The concluding part of the lecture, Siddharth Mukherjee cited the example of Salman Rushdie not being permitted to attend or even speak via satellite link at the Jaipur Literature Festival 2012. He received death threats. At the time three writers — Hari Kunzro, Ruchir Joshi and Jeet Thayil — tried reading out extracts from the banned text The Satanic Verses but were not permitted to do so. Instead they were advised to leave Jaipur immediately. At the time this episode was met by a “galacial silence” by the powers that be.
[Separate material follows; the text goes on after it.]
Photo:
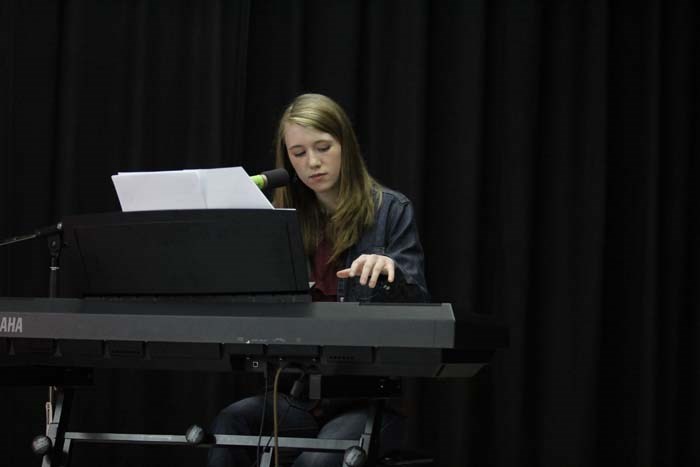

It was as “all realism without magic”. Since then this kind of literary censorship, a capitulation to bullying, according to Siddharth Mukherjee has become a predictable pattern in Indian society. Wendy Doniger is the latest victim of literary censorship. For Siddharth Mukherjee there is a symbiotic relationship between science and literature since they co-exist in the same ecosystem. “Science happens in the same fragile place where books happen and plays are enacted. You spoil the ecology of one, you tarnish the soil of the other.”